The AA MakeLab was part of the AA MakeMore, Short Course Programme at Hooke Park. Hooke Park is a 350-acre working forest in Dorset, west England, located in an ‘Area of Outstanding Natural Beauty’ which includes a small campus consisting of accommodation facilities and a fully equipped wood workshop. Since becoming part of the AA in 2002, Hooke Park has been used as a site for experimentation in making. In parallel with the start of the new 16-month Design & Make programme at Hooke Park, a series of short courses are available to those interested in exploring architecture in this unique context.

AA MakeLab was an intensive, five-day programme engaging in innovative architectural fabrication process in collaboration with the AA’s London-based Digital Prototyping Lab. The aim was to explore the integration of pioneering digitally-driven fabrication technologies in the context of Hooke Park’s forestry and workshop resources.

The course drew on a range of design and production methods, setting up customised digital workflows that were informed by corresponding material, structural and architectural systems. Experimentation was conducted in small, workshop led groups which will investigated topics connected to current research agendas within digital fabrication, using the latest advanced software and hardware applications.

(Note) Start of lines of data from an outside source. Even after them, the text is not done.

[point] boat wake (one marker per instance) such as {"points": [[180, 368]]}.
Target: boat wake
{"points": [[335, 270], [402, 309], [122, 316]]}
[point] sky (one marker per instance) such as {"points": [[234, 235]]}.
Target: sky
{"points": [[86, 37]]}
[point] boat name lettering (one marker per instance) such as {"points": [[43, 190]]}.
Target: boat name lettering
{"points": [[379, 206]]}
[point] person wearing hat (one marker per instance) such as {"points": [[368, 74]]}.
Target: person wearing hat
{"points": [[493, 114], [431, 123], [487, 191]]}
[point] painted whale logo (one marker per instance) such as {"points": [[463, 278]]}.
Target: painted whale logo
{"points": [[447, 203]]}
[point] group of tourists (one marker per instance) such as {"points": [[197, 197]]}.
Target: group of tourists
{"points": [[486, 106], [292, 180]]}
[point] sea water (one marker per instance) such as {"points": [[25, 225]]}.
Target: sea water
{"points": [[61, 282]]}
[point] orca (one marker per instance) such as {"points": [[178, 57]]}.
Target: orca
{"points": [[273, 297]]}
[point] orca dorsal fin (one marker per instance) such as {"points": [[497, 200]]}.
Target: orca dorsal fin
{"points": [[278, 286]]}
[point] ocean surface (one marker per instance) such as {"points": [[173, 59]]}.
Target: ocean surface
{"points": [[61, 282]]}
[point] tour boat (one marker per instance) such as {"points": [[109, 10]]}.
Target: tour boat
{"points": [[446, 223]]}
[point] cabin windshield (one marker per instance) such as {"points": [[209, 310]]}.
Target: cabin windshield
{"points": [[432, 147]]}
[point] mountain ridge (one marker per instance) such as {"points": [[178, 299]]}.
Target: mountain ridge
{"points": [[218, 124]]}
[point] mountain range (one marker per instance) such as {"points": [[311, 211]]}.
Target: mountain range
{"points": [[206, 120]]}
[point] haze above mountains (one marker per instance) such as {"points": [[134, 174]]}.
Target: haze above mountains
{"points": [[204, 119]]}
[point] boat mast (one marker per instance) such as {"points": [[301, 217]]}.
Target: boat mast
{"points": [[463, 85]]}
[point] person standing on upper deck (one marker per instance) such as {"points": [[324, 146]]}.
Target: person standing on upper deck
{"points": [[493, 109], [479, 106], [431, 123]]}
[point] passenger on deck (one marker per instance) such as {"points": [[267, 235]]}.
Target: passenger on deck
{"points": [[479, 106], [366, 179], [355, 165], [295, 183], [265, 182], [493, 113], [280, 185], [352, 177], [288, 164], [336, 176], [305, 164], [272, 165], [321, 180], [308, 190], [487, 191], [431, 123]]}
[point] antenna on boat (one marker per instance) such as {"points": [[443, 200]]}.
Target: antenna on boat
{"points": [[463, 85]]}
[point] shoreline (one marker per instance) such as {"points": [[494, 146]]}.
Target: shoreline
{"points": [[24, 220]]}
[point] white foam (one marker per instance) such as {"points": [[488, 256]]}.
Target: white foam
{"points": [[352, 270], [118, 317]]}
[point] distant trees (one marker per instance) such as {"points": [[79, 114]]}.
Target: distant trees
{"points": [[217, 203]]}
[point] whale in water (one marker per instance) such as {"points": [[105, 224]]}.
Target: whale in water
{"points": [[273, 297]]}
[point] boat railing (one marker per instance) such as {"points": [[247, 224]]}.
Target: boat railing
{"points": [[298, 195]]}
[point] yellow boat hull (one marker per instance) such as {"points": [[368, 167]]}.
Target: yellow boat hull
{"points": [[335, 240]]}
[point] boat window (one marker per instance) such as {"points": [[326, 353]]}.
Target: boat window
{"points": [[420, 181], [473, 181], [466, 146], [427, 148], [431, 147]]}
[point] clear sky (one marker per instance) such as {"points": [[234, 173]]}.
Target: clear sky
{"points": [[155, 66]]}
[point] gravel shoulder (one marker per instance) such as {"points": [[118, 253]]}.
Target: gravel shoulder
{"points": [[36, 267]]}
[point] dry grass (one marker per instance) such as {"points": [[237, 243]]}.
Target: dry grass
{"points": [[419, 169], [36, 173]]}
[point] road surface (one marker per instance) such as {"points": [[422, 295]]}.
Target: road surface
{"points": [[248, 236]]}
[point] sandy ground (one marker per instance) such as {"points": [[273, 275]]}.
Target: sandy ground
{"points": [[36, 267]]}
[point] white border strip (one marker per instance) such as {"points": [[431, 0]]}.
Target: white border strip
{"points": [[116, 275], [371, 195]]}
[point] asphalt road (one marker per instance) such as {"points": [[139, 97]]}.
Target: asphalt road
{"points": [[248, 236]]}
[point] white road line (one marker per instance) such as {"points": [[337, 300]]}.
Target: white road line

Areas of investigation included high-tech design methods combined with low-tech digital fabrication, real-time interactive design and build protocols, algorithmic design and custom-built robotic devices. Each team was led by an expert in a particular field of research, guiding the design, prototyping and making of innovative architecture at a specific site.

Core to the programme was the development design and build strategies through prototyping and the construction of 1:1 structures, applying contemporary fabrication techniques to the particular materials and sites available at the Hooke Park campus and surrounding woodland. Specific technologies unavailable to Hooke Park were transported to the MakeLab workshop in anticipation of the particular areas of investigation.

The programme consisted of workshops, seminars, presentations and tutorials led by experts from academia and industry, and culminated in a symposium with invited specialists and experts on the final afternoon. Students, Architectural practitioners and researchers with a basic knowledge as well as those with advanced experience in emerging architectural production technologies were invited to attend. Participants worked in teams of three to six people, in groups and roles balanced according to their particular interests and ambitions.